Patey expected that this situation is led by Saudi Arabia and Abu Dhabi, not the U.A.E. as a whole, because this decision does not serve Dubai's interests.

“Qatar has links with extremists in Bahrain, such as the Hezbollah Brigades, not to mention its links with Al-Qaeda in Syria,” Bahraini political economist and researcher, Hasan Tariq Al Hasan said.

“It also utilized Al Jazeera as a media arm for extreme organizations such as the Muslim Brotherhood all the way to Al Qaeda.”

Hassan also added that the Riyadh Summit and the united efforts to combat terrorism will not tolerate the disruptive role that Qatar plays by supporting terrorism.

Moreover, Hassan commended British Foreign Secretary Boris Johnson for calling on Qatar to do more to clamp down on the funding of extremist groups.

Speaking after meeting Qatari foreign minister, Sheikh Mohammed bin Abdulrahman al-Thani, in London, Johnson called on Qatar to heed its neighbors’ concerns.

He also touched on U.S.A.’s efforts to find a solution for the crisis and push Qatar to subject to the demands set by the four Arab states leading the boycott against Qatar.
“Eventually, I think the solution cannot be achieved without diplomatic efforts and closed meetings between Gulf States,” Hassan added.

The new Saudi leadership presented by the crown prince Mohammad Bin Salman is closer than ever to the Emirati policies, as the young Saudi leader is willing to continue the pressure on rich-gas tiny country of Qatar”, said Michael Stephens, research Fellow for the Middle East & Head of RUSI Qatar.

Stephens excluded the possibility of Qatar changing its current policies, stressing on the negative consequences this political crisis bears for the region.

“The crisis negatively affect the international economy”, said Stephens, adding that he has been frequently asked by investors lately, if it is safer from them- the investors- to shut their businesses in gulf cities such as Dubai, that could be likely vulnerable to instability given the political rift.

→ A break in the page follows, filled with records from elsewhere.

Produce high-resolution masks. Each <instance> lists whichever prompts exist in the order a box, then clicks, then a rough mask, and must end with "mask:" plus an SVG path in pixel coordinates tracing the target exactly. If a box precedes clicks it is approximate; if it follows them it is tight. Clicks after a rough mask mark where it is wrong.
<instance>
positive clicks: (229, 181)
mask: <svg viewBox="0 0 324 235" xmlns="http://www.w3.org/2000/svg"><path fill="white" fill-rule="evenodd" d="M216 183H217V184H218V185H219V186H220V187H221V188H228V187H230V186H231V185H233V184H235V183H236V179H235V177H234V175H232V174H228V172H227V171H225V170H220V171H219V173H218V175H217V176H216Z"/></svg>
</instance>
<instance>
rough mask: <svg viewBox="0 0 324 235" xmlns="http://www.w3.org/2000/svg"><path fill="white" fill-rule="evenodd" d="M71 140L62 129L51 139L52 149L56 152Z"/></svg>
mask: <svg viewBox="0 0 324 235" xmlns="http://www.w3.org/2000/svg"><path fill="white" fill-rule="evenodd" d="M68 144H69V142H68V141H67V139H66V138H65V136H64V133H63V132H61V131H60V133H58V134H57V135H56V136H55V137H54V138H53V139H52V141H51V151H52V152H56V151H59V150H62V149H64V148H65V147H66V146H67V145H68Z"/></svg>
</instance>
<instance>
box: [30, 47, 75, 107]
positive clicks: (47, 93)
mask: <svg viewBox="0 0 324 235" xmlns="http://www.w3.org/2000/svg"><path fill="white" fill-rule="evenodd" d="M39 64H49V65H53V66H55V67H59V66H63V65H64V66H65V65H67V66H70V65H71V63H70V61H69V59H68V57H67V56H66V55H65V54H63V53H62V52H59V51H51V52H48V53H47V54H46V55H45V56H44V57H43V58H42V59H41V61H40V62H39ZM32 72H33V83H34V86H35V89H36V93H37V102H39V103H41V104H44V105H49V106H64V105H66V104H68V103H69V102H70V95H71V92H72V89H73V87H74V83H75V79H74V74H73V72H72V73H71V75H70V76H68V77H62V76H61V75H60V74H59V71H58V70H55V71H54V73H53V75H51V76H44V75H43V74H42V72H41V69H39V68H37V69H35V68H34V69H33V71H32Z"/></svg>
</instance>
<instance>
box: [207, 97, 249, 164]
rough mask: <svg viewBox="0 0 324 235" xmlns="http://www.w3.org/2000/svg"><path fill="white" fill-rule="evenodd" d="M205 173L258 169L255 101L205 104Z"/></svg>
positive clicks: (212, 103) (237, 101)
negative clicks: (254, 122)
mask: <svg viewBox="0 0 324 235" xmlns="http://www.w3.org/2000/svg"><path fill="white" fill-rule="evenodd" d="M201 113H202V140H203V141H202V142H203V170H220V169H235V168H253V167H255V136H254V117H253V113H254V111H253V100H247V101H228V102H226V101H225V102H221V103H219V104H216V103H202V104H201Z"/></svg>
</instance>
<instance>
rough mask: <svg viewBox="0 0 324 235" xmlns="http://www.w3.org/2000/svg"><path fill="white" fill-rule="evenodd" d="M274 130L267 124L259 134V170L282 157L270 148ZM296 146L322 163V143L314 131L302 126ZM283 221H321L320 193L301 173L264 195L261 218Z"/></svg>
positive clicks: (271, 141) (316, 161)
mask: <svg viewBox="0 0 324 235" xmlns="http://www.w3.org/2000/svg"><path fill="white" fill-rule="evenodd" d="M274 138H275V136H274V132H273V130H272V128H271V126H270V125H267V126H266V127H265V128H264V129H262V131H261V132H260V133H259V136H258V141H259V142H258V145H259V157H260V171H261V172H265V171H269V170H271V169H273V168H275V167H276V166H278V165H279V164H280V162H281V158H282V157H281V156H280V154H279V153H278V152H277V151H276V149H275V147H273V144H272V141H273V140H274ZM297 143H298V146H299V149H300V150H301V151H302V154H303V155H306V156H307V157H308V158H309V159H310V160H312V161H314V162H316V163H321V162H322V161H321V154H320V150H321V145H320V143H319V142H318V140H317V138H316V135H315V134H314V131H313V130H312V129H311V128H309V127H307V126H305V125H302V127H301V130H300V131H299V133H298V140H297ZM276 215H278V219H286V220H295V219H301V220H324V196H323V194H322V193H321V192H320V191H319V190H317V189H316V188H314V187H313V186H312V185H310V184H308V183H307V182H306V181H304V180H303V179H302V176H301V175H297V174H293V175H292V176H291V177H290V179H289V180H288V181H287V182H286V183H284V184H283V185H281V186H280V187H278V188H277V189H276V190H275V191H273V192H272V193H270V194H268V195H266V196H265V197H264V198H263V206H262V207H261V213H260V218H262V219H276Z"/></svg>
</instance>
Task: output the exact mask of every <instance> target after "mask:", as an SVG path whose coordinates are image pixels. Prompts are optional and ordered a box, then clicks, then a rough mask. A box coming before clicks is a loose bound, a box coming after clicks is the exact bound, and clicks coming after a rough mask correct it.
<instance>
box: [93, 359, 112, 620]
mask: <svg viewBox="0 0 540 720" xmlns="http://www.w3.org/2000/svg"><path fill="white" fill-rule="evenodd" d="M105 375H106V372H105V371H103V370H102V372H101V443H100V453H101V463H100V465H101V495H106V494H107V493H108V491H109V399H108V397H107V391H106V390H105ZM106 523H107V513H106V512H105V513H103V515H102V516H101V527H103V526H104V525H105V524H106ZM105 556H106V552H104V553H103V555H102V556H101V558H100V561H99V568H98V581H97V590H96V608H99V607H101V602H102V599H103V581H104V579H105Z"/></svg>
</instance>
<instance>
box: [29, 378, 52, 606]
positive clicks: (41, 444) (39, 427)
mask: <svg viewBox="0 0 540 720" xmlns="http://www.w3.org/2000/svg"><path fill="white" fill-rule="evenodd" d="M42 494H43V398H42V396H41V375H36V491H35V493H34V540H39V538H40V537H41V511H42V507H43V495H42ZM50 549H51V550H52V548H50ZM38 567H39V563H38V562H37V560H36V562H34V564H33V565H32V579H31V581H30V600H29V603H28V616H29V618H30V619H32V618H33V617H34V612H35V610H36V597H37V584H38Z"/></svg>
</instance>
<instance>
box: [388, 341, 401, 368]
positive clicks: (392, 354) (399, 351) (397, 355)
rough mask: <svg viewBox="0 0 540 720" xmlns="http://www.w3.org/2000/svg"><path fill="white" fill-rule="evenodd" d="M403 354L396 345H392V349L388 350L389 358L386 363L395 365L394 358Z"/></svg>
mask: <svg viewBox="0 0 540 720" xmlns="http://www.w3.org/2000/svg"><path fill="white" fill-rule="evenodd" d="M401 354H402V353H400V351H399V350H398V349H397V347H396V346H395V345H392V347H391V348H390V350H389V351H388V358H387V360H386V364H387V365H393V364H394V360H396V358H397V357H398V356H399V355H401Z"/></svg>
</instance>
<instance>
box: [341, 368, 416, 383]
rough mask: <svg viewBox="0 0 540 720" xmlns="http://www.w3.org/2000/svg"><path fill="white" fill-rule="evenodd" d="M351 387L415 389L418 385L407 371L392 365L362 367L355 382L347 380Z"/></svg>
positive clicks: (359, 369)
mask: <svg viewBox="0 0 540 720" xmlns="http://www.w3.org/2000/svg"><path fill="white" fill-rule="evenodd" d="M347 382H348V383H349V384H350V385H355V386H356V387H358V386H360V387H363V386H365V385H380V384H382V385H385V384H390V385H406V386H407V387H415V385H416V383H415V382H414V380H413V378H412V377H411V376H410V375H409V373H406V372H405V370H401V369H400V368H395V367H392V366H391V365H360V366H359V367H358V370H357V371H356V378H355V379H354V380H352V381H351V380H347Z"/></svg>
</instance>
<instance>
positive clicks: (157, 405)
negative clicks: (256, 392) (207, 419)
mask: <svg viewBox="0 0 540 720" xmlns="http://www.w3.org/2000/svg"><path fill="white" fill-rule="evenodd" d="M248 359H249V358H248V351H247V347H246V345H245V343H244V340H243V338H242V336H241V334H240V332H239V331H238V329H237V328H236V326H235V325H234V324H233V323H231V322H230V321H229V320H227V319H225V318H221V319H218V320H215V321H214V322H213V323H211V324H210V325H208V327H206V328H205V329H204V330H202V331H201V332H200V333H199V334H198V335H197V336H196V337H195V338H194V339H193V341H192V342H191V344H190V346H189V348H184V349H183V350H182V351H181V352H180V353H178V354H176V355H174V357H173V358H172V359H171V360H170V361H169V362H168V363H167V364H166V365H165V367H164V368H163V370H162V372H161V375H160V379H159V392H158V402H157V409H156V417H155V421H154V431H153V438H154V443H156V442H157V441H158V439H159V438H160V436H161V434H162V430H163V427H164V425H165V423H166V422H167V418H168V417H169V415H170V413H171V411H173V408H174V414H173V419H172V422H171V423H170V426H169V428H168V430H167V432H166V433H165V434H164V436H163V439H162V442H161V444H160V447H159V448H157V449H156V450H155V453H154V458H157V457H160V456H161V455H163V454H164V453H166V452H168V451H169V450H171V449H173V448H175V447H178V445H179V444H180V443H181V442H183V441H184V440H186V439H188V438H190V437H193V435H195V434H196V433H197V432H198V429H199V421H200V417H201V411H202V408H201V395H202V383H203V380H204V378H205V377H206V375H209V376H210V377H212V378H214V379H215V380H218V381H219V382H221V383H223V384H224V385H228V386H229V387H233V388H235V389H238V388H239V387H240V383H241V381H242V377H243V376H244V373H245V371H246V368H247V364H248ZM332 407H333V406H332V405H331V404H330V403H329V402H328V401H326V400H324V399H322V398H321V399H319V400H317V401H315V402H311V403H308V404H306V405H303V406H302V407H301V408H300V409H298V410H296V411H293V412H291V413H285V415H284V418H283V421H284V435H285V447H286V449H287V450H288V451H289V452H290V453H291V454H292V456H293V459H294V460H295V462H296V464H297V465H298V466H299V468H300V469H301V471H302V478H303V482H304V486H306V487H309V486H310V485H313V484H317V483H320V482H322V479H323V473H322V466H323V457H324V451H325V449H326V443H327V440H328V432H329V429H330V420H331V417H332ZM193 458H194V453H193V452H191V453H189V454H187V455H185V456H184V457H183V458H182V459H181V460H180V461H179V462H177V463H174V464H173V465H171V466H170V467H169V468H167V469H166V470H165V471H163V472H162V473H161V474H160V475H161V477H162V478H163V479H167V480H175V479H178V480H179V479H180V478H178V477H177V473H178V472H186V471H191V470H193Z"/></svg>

The international society should not bias against any of crisis’s parts, Stephens states, adding that the tiny emirate is witnessing an economic burden. However, it could persist in its policies for further years, Stephens stressed.

“Accusing Qatar of funding terrorism is pointless, as several Gulf States are involved in the Syrian dilemma, let alone the tiny Emirate. According to Intelligence bodies, most of the financial fund collected by Al-Nusra front came from Kuwaiti charities.”, added Stephens.

The fellow research refuted the possibilities of a Qatari-Iranian approach, adding that the tiny emirate is close to the Persian republic for tactical reasons.

Stephens said that Western nations must find a resolve the Gulf States dispute, contain the Iranian dominance in the region, and unifying the Gulf monarchies.